2. Hardening DNS infrastructure against tampering.
3. Comprehensive identification and removal of compromise artifacts related to specific supply chain incidents (e.g., SolarWinds).
## Penalties & Enforcement
The enforcement and penalty structure discussed relates to the *original* directives and their underlying authority:
- Fines: Not explicitly detailed in the article, but non-compliance with CISA Emergency Directives typically results in mandatory corrective action orders from the OMB, often backed by statutory authority.
- Other Consequences: Failure to comply with EDs imposes severe operational risk and risks potential disciplinary or remedial actions directed by CISA and the Office of Management and Budget (OMB).
- Enforcement: Enforcement authority stems from CISA’s role as the operational lead for federal cybersecurity, leveraging authorities to enforce mitigations against unacceptable risks, particularly those posed by nation-state actors.
## Related Standards
- **Binding Operational Directive (BOD) 22-01:** This is the successor framework for managing high-risk vulnerabilities that superseded many of the immediate patching requirements of the retired EDs.
- **Secure by Design Principles:** CISA's generalized strategy emphasizing fundamental security design elements (transparency, configurability, interoperability).
## Resources
- Official Documentation: CISA official announcements detailing the closure of ED 19-01, ED 20-02, ED 20-03, ED 20-04, ED 21-01, ED 21-02, ED 21-03, ED 21-04, ED 22-03, and ED 24-02 (Consult CISA website for links to these closed directives).

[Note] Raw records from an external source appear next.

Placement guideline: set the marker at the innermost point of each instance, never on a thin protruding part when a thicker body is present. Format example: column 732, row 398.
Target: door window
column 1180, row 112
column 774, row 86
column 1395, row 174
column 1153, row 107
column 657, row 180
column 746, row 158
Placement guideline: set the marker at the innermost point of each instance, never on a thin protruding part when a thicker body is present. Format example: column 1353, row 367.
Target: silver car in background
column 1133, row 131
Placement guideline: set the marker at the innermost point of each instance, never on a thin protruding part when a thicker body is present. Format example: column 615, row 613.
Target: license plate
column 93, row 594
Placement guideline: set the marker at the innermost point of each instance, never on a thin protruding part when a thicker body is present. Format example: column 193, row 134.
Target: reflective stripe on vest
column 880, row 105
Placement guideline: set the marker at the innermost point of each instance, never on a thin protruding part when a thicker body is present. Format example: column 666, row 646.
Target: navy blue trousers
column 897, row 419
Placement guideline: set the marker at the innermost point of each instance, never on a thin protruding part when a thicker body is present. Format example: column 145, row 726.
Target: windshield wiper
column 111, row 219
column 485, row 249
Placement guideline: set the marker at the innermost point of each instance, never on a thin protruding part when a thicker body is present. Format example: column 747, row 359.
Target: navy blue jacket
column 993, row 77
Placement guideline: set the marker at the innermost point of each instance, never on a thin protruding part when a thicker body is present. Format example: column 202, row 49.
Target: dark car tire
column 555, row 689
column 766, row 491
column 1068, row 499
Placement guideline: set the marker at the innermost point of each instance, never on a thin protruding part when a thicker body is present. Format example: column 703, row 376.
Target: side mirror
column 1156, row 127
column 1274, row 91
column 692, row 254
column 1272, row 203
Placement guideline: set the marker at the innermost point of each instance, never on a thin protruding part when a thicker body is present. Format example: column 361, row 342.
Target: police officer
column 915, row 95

- Guidance Documents: Announcements regarding BOD 22-01 provide the current compliance standard.
## Practical Recommendations
1. **Acknowledge Closure:** Recognize that the specific timelines tied to these ten EDs are concluded.

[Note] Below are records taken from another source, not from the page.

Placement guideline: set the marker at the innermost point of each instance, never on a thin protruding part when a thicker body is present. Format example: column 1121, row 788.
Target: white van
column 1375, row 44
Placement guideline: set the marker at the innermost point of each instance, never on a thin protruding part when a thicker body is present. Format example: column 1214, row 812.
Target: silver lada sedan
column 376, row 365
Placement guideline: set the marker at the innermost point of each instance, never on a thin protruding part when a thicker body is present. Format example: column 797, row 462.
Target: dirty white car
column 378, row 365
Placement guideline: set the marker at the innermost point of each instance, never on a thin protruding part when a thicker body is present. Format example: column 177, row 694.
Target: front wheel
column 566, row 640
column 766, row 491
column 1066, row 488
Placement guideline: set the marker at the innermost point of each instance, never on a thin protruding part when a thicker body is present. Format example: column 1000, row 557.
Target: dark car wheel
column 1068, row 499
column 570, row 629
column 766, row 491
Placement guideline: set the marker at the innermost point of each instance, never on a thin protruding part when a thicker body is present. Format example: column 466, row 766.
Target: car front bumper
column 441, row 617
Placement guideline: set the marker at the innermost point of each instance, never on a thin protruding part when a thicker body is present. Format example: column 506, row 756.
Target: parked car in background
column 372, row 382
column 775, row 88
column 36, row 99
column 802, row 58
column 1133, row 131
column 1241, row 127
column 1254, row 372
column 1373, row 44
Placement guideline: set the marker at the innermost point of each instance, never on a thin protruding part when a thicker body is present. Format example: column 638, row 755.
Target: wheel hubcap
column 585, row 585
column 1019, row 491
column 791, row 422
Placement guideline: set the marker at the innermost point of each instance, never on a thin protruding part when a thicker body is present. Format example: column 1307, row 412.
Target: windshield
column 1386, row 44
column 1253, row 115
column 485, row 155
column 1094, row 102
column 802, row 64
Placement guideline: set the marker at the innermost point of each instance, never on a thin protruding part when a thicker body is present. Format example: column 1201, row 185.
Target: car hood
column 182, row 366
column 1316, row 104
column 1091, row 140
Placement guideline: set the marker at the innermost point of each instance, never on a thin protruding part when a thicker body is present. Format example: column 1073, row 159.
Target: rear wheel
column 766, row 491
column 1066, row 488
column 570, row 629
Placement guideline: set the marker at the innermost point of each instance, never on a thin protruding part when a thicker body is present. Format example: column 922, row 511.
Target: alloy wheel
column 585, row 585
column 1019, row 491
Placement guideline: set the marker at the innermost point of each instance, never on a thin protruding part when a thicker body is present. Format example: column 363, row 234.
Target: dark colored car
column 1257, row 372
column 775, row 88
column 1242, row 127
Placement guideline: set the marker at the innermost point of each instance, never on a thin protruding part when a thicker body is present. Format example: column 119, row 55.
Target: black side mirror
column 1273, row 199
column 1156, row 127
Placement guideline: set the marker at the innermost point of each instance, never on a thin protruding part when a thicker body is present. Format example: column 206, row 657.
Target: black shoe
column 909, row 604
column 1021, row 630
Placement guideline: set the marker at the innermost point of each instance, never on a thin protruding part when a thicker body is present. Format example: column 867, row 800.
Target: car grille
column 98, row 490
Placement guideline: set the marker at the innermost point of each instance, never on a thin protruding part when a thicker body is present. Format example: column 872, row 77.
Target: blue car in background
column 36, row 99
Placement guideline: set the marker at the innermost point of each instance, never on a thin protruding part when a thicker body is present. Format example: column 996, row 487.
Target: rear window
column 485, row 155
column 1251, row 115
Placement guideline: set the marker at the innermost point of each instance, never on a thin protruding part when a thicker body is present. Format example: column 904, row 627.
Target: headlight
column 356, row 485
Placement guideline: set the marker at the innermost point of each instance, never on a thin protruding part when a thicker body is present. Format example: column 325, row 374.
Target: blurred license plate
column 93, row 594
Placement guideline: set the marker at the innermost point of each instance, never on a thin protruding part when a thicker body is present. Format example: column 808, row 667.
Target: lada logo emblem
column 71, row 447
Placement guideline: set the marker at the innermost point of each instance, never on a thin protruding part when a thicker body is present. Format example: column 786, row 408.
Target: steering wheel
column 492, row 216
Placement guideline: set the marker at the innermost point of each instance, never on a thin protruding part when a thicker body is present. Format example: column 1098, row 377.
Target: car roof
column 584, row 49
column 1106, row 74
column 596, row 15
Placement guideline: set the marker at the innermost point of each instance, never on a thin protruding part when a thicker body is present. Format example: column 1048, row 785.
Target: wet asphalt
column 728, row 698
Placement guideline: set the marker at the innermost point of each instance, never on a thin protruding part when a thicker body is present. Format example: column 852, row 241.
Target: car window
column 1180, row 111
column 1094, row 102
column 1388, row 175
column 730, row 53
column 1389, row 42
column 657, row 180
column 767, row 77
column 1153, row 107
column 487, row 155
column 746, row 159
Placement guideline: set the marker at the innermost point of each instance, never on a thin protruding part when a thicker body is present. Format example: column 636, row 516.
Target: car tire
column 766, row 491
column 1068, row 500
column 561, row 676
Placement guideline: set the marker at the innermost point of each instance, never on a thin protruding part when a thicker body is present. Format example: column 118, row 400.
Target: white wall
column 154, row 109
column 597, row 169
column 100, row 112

2. **Confirm Transition:** Agencies must document and verify that the previously required remediation actions are stably managed under the permanent compliance structure of BOD 22-01.
3. **Reduce Legacy Overhead:** The retirement allows agencies to formally close documentation related to these 10 specific emergency actions, streamlining audit and reporting efforts.